Transport Minister Yiannis Karousos was called on to offer further details on the pilot scheme which was announced on Wednesday, while also addressing criticism over the current bus system and entrenched traffic jams.
He insisted that the service, beginning from September, will indeed be essentially door-to-door and will aid in significantly reducing the burden on the morning and afternoon school rush hours. The aim is for it to be implemented across all schools by September 2023.
“It’s very likely that it won’t be the larger buses but the smaller minibuses, of 15-20 people, per neighbourhood,” he told Alpha, adding that there are examples of this working abroad and the government will learn from those programmes.
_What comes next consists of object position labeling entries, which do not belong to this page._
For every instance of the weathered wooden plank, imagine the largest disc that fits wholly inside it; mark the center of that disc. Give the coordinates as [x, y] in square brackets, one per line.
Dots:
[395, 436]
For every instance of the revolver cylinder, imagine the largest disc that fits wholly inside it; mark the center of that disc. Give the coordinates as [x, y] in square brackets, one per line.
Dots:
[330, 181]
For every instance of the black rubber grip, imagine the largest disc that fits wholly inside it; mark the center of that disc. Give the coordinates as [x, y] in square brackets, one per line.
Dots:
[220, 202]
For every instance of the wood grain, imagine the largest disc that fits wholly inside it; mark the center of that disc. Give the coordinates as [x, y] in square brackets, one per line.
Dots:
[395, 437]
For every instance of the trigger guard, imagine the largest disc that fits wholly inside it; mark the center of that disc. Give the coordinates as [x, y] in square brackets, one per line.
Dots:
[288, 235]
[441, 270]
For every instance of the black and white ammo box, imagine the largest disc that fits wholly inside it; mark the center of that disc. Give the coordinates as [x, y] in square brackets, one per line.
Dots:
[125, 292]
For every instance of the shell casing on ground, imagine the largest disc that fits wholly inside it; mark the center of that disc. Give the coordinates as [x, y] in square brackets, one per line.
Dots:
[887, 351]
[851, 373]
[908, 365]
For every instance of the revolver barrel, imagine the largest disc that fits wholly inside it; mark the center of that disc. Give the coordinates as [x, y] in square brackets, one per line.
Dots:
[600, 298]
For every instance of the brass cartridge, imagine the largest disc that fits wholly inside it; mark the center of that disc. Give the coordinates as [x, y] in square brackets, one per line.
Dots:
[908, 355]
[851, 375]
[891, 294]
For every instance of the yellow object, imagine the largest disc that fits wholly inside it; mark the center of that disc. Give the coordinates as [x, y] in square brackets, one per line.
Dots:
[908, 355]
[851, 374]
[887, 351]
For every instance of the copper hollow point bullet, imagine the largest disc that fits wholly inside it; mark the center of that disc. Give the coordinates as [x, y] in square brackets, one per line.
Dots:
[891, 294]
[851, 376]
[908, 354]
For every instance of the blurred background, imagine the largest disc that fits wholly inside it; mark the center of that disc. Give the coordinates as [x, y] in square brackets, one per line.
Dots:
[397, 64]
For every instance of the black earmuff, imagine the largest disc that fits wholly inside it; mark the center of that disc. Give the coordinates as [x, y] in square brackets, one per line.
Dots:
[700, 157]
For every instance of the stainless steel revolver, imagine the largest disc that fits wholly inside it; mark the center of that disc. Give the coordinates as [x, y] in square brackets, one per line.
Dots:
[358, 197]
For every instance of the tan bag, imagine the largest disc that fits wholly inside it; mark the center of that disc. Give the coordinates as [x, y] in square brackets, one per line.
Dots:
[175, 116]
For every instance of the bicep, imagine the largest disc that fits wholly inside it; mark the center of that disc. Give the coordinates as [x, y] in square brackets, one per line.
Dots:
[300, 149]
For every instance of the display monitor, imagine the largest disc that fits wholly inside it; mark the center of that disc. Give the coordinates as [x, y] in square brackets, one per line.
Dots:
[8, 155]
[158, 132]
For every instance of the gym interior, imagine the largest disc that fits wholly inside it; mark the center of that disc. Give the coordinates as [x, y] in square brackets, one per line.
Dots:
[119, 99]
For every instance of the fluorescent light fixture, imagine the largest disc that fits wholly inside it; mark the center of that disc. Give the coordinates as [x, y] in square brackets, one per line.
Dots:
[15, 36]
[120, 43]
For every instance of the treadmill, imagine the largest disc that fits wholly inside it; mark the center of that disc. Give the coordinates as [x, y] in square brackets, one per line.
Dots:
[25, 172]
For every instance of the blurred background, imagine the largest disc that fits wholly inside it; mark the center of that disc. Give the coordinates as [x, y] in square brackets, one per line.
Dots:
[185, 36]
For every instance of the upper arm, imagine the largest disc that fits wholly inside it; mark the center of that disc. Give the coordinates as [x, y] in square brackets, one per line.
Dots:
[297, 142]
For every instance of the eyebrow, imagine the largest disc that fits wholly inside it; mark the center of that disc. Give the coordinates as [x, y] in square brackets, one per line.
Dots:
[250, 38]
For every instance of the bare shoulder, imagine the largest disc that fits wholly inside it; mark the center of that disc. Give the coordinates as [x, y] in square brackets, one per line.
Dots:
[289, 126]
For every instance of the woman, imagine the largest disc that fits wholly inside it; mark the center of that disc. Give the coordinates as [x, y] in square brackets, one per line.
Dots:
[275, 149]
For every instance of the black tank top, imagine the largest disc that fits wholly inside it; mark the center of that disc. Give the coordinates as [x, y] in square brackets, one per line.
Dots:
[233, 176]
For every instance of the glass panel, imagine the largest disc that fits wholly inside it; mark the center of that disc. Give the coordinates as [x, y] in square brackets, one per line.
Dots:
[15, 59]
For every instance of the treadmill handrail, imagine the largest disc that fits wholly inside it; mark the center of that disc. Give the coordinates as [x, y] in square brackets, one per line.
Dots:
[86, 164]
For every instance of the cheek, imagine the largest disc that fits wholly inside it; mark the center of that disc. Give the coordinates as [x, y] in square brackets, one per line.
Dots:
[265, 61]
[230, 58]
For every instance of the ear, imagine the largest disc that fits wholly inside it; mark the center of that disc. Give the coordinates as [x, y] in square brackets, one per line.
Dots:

He refuted that there may be potential issues with the bus companies based on their contracts, as had been witnessed in drawn out procedures with the city bus programmes, which led to strikes and court cases. He said that current contracts allow for further kilometres to be asked for and the issue will be handled in that manner.
“It’s a service which we believe must be provided by the state to the public, which will contribute to reducing the traffic congestion, lowering emissions and many other benefits,” he said.
The programme will begin with two to three schools per district, including urban, rural and mountainous communities, Karousos explained. The pilot phase, he said, is intended to identify likely issues and iron them out ahead of a more extensive future rollout.
Another prong in the government’s approach to tackling the traffic issue is that of tweaking school and public service working hours.
He emphasised that by September a study will have been completed to assess the impact of altering those sector’s hours, with likely changes “having a very significant effect”.
But the presenter pressed him on the current bus system, particularly on the seemingly oversized vehicles.
Many amongst the public are perplexed as to why such large buses were chosen – with claims that they often cause further chaos and danger on the roads. Their size, particularly in the city centres where many roads have been narrowed to prevent speeding, often leads to tight situations. Footage of the large blue buses extending far into the oncoming lane when turning the corner near the revamped Makarios Avenue has further increased criticism.
Karousos played down the issue, saying that there are multiple size of buses in Cyprus which serve different roles across various communities.
The chronic traffic jams have severely plagued roads across most major cities, with consistent criticism levied by the public on the government for not doing more to improve the transport network.
But as the Cyprus Mail previously reported, with over 90 per cent of those in Cyprus opting for private car use and shunning other modes of transportation, such as buses or cycling, the problem appears set to remain.